What Howard got instead was a mortgage he did not understand. Baffled by the loan documents he was mailed after the closing, he consulted an AARP lawyer and learned that he now had an interest-only loan, a new and controversial kind of mortgage. Howard was told that under its terms, his mortgage balance will rise instead of fall and that he will need to refinance in 10 years, when he may be too old to work.
"This is a bunch of junk they done to me," said Howard, a construction worker.

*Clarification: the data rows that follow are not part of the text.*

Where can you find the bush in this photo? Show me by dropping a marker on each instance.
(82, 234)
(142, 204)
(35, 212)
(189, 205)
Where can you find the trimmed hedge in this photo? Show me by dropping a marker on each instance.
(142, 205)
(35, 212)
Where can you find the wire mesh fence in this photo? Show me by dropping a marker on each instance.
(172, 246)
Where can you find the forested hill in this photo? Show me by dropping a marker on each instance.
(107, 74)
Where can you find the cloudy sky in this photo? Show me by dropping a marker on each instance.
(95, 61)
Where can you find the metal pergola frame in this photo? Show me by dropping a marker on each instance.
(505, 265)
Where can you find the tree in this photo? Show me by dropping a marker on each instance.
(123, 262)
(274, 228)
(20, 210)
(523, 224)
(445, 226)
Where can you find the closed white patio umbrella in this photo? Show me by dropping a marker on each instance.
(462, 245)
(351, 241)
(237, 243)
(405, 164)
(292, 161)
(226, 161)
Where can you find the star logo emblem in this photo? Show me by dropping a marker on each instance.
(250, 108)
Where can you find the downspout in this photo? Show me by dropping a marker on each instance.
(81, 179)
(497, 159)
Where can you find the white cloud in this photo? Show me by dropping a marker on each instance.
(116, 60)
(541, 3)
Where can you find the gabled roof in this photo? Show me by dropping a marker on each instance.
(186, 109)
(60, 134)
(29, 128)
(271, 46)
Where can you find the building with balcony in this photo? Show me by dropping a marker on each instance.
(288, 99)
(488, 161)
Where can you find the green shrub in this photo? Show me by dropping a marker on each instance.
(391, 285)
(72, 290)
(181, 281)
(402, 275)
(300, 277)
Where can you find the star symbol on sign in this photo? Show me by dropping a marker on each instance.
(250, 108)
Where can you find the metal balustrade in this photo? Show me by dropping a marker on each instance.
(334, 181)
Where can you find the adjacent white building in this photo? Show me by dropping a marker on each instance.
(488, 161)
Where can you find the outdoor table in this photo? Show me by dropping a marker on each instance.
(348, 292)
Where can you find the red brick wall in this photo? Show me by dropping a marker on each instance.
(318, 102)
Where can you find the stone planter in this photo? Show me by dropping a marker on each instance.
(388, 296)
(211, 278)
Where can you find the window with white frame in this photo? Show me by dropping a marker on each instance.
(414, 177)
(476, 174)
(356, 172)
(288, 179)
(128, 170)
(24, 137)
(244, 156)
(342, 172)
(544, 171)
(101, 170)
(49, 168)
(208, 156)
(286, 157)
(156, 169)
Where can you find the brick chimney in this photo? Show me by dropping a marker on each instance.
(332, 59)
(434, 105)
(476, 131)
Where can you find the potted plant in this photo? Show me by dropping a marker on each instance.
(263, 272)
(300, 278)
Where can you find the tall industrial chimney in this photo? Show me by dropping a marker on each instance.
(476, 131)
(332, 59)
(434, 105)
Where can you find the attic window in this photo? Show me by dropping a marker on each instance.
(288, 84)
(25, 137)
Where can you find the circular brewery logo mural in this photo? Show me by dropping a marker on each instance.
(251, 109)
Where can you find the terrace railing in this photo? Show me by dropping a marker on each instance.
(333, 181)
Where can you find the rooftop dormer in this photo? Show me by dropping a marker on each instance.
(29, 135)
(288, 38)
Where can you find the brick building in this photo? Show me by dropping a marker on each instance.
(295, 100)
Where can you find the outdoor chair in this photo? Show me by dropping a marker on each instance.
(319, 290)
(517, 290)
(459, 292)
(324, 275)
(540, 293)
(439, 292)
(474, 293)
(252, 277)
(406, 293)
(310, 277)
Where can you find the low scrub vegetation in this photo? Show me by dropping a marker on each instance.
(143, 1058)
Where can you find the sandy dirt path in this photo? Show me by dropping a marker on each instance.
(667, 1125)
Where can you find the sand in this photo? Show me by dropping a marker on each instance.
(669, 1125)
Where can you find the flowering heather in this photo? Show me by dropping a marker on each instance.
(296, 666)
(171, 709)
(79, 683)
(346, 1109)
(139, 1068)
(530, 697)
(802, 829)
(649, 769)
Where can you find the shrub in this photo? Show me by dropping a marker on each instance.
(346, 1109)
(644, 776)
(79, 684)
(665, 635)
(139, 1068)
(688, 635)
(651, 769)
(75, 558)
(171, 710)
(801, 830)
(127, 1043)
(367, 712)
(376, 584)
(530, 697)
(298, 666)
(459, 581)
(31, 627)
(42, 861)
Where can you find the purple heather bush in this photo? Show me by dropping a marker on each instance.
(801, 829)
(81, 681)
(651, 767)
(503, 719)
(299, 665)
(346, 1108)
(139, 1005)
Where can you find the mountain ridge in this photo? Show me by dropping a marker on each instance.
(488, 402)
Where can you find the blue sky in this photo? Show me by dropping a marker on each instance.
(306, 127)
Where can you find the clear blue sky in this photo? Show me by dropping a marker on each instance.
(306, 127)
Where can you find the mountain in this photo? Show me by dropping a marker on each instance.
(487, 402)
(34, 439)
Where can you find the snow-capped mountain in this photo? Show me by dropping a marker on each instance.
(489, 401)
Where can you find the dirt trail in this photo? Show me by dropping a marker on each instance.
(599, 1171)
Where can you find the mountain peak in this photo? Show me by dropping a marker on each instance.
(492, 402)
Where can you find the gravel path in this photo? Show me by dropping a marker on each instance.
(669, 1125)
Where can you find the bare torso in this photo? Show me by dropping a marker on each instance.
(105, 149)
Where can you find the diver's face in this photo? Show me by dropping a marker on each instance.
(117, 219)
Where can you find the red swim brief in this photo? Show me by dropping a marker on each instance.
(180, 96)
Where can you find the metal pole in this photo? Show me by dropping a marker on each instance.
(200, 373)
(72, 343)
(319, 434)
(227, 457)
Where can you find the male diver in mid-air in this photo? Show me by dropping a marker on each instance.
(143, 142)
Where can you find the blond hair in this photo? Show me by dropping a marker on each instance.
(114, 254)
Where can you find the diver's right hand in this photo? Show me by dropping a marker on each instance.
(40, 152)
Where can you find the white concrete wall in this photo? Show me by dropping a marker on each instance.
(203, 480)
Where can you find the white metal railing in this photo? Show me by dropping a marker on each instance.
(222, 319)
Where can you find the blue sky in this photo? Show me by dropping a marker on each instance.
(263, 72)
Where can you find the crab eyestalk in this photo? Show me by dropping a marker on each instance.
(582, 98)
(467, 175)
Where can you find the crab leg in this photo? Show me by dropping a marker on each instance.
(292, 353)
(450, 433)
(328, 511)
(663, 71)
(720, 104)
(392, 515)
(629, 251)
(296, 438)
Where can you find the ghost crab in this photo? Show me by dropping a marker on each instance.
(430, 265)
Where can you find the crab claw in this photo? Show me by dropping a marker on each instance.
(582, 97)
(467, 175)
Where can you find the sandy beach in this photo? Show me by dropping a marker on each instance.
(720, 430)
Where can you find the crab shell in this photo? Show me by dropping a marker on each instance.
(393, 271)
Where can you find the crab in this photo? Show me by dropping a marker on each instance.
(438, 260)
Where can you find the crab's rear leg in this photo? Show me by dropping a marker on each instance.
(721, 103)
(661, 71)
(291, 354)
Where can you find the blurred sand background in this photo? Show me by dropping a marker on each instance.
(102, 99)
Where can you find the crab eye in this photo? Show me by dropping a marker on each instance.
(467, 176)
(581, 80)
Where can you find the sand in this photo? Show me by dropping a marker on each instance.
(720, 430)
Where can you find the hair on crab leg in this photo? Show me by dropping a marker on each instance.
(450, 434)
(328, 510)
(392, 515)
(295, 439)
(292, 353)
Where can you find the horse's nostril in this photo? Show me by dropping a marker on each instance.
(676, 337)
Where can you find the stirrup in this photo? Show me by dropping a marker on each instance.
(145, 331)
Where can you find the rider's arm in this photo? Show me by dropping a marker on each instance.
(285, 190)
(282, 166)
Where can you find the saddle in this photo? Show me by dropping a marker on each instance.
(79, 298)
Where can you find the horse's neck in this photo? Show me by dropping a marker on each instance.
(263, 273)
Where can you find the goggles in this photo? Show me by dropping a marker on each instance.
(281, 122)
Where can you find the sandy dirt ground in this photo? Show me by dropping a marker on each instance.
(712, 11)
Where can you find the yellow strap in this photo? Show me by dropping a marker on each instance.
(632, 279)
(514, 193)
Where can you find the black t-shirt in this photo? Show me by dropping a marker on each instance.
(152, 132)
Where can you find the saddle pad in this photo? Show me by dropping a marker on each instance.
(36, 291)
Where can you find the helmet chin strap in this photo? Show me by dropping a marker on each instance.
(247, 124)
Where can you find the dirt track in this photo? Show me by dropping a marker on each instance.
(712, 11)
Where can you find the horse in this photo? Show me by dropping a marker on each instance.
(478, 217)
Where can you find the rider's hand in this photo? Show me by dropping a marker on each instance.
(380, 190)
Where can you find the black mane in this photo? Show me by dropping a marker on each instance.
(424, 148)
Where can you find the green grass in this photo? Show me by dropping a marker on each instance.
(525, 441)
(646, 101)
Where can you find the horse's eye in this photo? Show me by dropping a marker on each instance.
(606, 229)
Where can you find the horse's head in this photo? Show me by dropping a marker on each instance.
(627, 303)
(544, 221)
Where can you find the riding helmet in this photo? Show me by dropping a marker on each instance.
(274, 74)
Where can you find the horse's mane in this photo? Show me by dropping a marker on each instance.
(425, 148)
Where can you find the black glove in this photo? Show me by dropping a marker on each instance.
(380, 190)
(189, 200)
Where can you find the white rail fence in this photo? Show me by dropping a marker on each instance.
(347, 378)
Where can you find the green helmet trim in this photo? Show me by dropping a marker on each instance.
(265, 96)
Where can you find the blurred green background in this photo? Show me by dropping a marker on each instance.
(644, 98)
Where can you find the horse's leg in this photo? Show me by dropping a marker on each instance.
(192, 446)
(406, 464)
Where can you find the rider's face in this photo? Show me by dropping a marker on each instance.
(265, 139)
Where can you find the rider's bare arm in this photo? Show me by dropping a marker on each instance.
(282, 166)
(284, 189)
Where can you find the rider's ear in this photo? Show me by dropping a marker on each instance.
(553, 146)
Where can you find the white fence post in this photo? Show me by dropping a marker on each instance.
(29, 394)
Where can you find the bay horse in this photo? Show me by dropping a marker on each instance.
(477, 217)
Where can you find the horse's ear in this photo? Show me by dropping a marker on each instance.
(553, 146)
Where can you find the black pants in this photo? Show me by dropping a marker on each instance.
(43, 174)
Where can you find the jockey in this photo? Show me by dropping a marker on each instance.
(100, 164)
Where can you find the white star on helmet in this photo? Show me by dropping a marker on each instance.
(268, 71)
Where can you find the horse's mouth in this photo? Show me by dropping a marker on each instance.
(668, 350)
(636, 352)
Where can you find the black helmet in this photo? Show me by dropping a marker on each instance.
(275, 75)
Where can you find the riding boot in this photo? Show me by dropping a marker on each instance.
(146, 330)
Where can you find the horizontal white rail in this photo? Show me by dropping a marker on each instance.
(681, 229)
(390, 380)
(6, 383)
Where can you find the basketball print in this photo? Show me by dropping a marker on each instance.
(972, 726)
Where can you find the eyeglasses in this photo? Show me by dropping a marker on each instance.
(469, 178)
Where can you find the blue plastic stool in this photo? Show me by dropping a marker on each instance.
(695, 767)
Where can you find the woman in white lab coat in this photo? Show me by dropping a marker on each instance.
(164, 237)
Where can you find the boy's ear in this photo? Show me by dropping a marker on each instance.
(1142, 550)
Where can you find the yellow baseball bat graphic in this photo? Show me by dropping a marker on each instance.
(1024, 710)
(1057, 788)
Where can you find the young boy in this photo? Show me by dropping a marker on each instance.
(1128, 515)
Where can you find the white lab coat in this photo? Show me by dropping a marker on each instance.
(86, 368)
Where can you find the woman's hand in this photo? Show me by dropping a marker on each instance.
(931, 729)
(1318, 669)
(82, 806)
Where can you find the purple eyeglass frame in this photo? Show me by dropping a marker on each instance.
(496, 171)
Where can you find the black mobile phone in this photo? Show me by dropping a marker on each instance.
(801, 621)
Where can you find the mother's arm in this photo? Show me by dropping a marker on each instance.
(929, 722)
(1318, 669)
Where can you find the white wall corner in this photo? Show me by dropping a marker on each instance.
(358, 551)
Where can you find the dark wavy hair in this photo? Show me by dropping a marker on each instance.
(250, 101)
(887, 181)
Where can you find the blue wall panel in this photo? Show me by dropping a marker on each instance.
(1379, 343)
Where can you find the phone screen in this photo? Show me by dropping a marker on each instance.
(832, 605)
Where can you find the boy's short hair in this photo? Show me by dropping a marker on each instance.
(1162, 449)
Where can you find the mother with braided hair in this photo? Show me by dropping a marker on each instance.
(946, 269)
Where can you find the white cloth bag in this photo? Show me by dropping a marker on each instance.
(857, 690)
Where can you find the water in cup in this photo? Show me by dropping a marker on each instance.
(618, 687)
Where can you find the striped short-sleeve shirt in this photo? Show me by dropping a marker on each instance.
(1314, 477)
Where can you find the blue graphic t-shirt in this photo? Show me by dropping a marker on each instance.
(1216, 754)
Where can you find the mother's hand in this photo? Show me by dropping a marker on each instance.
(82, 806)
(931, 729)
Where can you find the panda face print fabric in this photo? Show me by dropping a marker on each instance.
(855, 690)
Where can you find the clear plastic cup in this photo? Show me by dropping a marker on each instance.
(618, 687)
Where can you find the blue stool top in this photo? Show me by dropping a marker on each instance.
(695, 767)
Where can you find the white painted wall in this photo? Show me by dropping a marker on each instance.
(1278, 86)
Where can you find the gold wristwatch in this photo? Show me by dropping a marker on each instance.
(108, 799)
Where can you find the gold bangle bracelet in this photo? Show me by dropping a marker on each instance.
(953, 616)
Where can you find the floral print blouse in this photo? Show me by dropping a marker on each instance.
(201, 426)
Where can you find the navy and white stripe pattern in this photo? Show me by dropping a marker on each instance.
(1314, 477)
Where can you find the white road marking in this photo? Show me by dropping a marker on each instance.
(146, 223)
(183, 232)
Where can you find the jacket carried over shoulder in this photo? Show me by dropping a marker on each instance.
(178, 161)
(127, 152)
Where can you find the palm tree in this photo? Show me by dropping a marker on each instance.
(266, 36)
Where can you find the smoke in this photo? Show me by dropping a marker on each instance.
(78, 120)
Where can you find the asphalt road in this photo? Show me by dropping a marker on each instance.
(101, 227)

Howard's chagrin at his mortgage's complex provisions illustrates the confusion felt by many borrowers struggling to adapt to a radically transformed home lending market. Consumer advocates say most people learned about mortgages from their parents and grandparents, who typically put down 20 percent on a 30-year fixed loan on which they always knew what their payments would be.
FINE-PRINT SURPRISES
Those long-standing assumptions have been challenged in recent years by the rapid proliferation of new loan products with looser credit requirements and fluctuating payment plans. Although the newer mortgage products allow almost anyone to buy or refinance a house, consumer groups say the loans often contain land mines hidden in the fine print.
Consumer advocates say the loosened standards are putting more people at risk as loans originally designed for sophisticated individuals are being marketed to far-less-savvy borrowers.
"Consumers haven't caught up with the dynamics of the market," said Allen Fishbein, director of housing and credit policy at the Consumer Federation of America. "They are still thinking of how it used to be, but it isn't like that anymore."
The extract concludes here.